Thriller writer Desmond Bagley has been commemorated by a blue plaque by the gate of his former home at Castel House in Guernsey. Bagley died at an unfairly early age in 1983 in Guernsey, where he had made his home with his wife Joan.
He died just before I moved to the island, so I never met him but did grow to know Joan through the Sarnia Sword Club. Indeed my first (never published) ‘trainer’ novel was a Bagleyesque thriller, and Joan kindly talked the twenty-something me through some of the principles of thriller-writing including the advice to ‘make it up’ and not just ‘write what you know’. It is fitting that Joan is also commemorated on the plaque, as at times she combined the role of editor, critical friend and manager, and completed the final two novels for publication.
Bagley was always one of the names I hoped one day to see commemorated once Guernsey’s Blue Plaque scheme had been launched, but I’m on the Panel and nominations have to come from the public; there also needs to be a sponsor in the wings and the owner of the house must approve. Fortunately all these things came together this year. Castel House has indeed been re-named Bagley Hall to mark the legacy.
The Plaque was unveiled by the Bailiff of Guernsey, Sir Richard Collas, on May 11th appropriately during the Literary Festival. Harper Collins have re-released the full list of sixteen Desmond Bagley thrillers during 2017, and were represented at the ceremony.

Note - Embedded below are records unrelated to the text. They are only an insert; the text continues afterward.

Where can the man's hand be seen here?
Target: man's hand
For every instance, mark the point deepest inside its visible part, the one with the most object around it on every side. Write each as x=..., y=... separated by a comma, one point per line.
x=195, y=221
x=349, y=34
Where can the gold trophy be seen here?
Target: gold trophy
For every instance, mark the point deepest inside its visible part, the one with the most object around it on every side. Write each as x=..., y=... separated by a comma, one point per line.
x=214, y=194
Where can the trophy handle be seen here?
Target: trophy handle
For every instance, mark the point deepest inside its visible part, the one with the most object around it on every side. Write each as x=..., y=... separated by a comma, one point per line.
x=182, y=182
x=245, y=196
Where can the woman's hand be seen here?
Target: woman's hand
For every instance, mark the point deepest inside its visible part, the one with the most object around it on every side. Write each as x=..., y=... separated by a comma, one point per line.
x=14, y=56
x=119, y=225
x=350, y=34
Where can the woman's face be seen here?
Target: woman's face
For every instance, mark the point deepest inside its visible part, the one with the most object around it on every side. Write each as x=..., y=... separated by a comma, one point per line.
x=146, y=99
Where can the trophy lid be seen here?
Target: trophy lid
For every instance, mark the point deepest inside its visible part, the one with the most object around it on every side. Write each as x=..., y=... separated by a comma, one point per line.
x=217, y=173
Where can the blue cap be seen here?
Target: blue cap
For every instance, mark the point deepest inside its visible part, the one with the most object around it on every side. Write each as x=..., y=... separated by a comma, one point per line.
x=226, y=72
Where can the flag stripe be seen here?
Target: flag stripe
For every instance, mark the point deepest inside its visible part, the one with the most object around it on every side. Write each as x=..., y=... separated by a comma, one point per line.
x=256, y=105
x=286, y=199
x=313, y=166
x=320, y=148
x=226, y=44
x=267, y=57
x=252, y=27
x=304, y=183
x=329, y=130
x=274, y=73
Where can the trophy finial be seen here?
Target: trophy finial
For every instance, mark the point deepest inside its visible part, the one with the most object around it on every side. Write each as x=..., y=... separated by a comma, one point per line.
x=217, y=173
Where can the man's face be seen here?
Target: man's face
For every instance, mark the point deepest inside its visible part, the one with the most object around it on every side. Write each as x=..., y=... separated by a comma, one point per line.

Researcher Philip Eastwood has been compiling information on Bagley’s life and books, creating the blog www.thebagleybrief.com . He has donated his research material to the Priaulx Library in Guernsey, which complements the archive that Joan donated to the Howard Gotlieb Archival Research Centre in Boston. Together with items on loan from Harper Collins these have been used to create a temporary display in St Peter Port’s Guille-Alles library which will run through May into June.